I’m not going to attempt to dictate which companies YouTube/Google might consider as appropriate sponsors, but I do want to issue a request that you start matching ad content to video content. I firmly believe that the responsibility for protecting young people from unwanted messaging falls on the shoulders of parents and guardians, but I also know for a fact that many adults grant their children carte blanche when it comes to Internet use and am certain that children are now being exposed to these sexually-themed pop-up ads on YouTube, even if they are just looking for videos of their favorite skaters, skiers or snowboarders.
Yes, it’s the parents’ responsibility to monitor Internet use, but on a societal level, Google (with its Montessori background) is as aware as I am that many children grow up in neglectful homes and only receive protection of their basic rights and dignity through societal norms and laws. In some nations, it’s illegal to slant ads towards children, and while we have no similar laws in the U.S., I would like to believe that Google doesn’t take this as an invitation to act without conscience in this regard.

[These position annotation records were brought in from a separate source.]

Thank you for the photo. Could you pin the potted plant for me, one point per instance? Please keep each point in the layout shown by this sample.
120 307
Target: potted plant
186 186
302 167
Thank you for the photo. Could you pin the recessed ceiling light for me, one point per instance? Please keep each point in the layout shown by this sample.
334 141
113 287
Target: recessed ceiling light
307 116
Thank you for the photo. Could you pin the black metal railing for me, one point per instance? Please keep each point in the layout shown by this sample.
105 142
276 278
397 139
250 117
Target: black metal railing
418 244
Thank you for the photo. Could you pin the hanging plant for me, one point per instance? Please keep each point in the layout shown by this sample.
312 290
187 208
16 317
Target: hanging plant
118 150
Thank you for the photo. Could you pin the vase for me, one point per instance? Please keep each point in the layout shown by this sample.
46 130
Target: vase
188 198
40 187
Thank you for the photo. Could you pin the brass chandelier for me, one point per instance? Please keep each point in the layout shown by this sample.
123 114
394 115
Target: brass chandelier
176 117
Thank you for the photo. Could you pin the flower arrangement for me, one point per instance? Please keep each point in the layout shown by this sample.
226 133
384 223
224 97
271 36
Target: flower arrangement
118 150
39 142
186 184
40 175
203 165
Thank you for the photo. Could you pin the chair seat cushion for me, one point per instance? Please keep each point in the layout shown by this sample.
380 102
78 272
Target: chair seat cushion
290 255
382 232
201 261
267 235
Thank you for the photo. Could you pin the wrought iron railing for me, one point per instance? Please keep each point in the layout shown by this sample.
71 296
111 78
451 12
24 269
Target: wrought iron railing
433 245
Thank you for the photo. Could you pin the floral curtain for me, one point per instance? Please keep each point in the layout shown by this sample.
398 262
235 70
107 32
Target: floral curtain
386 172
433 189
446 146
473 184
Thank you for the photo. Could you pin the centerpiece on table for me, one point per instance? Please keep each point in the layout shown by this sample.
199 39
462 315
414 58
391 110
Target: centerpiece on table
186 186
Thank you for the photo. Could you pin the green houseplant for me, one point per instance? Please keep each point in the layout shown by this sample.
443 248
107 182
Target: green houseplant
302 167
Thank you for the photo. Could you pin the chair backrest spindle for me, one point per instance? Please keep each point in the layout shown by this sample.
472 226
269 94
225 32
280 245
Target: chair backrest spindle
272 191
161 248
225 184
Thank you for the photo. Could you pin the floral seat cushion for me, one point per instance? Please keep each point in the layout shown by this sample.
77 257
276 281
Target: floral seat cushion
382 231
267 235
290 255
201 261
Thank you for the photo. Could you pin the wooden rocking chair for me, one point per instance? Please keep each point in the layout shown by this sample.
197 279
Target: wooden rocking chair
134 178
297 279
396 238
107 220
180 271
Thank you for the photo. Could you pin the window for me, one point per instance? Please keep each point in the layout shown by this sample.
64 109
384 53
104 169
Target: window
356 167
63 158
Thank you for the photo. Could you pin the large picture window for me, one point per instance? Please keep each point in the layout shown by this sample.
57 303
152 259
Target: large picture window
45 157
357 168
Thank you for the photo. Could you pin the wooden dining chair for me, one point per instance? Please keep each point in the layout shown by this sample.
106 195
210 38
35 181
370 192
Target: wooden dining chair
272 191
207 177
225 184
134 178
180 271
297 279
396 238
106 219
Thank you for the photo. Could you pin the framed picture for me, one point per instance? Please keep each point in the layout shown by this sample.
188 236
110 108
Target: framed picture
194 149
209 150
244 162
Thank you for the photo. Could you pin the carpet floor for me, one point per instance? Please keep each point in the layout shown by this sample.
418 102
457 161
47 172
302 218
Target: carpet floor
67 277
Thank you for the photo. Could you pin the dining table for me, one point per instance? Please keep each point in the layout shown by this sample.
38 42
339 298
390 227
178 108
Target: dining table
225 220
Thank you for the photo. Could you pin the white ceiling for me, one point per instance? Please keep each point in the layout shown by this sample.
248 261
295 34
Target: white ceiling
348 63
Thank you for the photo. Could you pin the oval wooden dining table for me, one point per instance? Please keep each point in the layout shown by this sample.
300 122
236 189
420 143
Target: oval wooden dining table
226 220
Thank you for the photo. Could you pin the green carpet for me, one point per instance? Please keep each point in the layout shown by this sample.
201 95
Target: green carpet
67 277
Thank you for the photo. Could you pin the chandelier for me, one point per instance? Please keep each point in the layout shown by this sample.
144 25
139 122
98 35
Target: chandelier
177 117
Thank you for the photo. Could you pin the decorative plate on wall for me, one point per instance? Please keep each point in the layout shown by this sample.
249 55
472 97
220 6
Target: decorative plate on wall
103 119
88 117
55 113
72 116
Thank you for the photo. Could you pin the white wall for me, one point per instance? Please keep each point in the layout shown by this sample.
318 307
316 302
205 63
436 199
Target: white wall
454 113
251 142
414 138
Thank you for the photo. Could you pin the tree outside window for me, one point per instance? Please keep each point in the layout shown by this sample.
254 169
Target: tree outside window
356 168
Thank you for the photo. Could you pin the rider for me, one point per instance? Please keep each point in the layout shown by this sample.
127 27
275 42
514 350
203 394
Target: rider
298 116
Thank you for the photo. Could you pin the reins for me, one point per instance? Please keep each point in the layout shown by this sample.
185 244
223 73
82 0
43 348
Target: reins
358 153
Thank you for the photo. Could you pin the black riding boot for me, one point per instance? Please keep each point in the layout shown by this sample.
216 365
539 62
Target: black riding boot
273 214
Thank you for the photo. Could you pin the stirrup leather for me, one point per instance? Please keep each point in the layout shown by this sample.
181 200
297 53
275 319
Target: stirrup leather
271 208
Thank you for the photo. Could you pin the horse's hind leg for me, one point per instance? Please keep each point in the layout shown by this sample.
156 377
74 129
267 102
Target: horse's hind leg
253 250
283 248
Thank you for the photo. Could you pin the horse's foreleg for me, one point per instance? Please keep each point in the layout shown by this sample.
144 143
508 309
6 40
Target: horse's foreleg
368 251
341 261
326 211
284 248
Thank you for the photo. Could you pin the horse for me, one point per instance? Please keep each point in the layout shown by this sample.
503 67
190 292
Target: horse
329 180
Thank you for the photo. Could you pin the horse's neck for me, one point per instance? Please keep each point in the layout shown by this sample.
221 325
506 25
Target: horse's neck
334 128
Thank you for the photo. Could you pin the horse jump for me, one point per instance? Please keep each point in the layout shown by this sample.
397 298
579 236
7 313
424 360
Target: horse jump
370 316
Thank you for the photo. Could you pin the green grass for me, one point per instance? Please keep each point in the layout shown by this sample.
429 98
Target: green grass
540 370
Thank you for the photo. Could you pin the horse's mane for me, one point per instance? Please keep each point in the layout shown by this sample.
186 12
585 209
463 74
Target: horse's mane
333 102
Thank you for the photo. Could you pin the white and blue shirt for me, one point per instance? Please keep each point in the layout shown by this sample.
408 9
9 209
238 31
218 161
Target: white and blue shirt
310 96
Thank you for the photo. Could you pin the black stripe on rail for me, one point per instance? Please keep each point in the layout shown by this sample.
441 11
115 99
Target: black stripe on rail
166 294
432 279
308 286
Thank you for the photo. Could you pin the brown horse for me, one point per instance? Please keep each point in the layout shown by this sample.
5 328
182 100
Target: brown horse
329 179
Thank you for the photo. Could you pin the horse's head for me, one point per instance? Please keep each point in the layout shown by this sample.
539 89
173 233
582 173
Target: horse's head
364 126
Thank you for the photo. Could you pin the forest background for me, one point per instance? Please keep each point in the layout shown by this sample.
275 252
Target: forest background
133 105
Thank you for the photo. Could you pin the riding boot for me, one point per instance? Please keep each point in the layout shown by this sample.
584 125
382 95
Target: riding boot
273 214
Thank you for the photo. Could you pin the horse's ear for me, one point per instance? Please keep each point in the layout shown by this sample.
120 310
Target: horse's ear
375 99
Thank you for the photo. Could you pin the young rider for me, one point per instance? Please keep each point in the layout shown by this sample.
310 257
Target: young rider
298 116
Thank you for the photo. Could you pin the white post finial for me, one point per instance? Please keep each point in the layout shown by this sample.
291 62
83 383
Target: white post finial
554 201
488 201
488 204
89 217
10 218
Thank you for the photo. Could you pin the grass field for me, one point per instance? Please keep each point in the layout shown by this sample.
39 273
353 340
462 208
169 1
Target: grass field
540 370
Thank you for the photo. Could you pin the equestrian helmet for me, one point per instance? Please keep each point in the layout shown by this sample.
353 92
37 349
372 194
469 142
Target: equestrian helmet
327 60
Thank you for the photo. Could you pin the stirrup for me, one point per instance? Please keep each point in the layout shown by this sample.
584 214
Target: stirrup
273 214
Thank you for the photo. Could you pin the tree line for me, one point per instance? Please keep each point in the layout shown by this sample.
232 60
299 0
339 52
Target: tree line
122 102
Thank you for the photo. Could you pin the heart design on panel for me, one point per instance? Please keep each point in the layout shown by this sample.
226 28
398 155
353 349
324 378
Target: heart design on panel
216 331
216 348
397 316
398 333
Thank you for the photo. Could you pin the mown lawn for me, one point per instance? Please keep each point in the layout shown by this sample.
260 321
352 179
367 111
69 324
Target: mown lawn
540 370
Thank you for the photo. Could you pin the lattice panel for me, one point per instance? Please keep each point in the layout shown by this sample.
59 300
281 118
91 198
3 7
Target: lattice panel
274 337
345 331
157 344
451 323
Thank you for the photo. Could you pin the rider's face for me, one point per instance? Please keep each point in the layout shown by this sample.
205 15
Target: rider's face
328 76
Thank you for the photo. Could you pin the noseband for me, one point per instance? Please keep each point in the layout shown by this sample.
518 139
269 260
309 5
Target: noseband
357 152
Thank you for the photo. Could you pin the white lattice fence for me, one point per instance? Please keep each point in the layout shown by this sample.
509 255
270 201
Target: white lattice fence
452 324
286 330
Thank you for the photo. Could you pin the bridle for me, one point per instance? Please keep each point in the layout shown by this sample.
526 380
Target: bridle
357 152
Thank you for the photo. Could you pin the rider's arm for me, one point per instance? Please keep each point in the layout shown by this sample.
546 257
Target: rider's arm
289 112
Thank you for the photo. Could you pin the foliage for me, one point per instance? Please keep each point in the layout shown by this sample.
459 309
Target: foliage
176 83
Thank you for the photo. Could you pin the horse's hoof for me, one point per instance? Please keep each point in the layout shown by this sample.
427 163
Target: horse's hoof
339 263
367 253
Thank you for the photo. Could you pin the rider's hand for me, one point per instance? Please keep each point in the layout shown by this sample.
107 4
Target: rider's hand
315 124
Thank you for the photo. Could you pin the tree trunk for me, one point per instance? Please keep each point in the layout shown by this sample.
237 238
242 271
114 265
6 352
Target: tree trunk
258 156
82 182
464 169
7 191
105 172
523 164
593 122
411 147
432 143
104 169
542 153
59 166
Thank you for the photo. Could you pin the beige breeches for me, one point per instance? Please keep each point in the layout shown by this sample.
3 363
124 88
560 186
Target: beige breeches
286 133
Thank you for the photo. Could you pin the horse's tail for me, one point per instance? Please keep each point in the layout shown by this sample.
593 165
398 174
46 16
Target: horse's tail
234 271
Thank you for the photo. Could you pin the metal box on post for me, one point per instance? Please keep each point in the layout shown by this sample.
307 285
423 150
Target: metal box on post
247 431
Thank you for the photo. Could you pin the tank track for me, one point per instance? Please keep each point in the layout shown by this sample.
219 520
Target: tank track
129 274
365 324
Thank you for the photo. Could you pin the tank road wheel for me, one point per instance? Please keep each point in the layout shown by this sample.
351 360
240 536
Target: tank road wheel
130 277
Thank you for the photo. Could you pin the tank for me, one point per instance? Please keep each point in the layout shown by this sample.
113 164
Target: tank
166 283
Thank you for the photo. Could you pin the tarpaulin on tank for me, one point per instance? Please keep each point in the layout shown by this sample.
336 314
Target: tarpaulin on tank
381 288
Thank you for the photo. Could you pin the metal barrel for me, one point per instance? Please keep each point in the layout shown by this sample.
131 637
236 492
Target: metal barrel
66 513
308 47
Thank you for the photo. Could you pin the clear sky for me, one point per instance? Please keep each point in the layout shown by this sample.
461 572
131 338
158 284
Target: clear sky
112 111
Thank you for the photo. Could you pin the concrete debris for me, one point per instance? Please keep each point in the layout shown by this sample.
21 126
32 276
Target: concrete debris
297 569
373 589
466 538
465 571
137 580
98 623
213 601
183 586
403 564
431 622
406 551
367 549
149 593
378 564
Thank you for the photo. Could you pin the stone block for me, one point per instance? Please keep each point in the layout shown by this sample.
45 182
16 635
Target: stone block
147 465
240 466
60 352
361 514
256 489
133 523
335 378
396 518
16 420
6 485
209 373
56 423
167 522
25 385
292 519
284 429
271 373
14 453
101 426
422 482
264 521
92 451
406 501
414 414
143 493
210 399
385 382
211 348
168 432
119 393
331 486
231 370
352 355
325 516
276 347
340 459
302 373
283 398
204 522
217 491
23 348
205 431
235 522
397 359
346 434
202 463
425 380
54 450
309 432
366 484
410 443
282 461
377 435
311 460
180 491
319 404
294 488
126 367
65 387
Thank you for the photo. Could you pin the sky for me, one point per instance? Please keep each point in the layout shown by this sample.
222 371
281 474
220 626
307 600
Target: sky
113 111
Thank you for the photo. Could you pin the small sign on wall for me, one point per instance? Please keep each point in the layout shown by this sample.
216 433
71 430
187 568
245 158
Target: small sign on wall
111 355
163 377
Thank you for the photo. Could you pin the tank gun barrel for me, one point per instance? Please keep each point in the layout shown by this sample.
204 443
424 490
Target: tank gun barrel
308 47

I understand that YouTube, like nearly every other Google property, makes its money from selling ad space. I know this won’t change in the near future, so my request is very simple, and I’ve already stated it above. It deserves repetition: please, consider matching ad content to video content. I’d rather you did away with forced pop-up ads all together, folks. As a human being, I find this run of dating ads to be demeaning, depressing and ugly and I don’t like to see them. As a web designer with a strong interest in Human Usability, I find the delivery of pop-up ads to be pushy, overbearing and obnoxious. I always shut them. I never click on them. I feel annoyed that my *choice* has been interrupted by someone else’s choice. I feel a loss of control and a loss of enjoyment. From a marketing standpoint, too, you are hardly serving your sponsors well by showing this type of content to such a broad and irrelevant audience, though this is really the last of my personal concerns.
If this ad format is here to stay on YouTube, please start doing a better job of showing ads to a correctly targeted audience – not my family who is simply trying to enjoy the good spirit of the 2010 Olympics to the fullest. What you are choosing to do with these ads does not have a good spirit, and as a person who has enjoyed YouTube for many years, I thought this was important enough to write to you about.
I welcome your response, as well as public comment.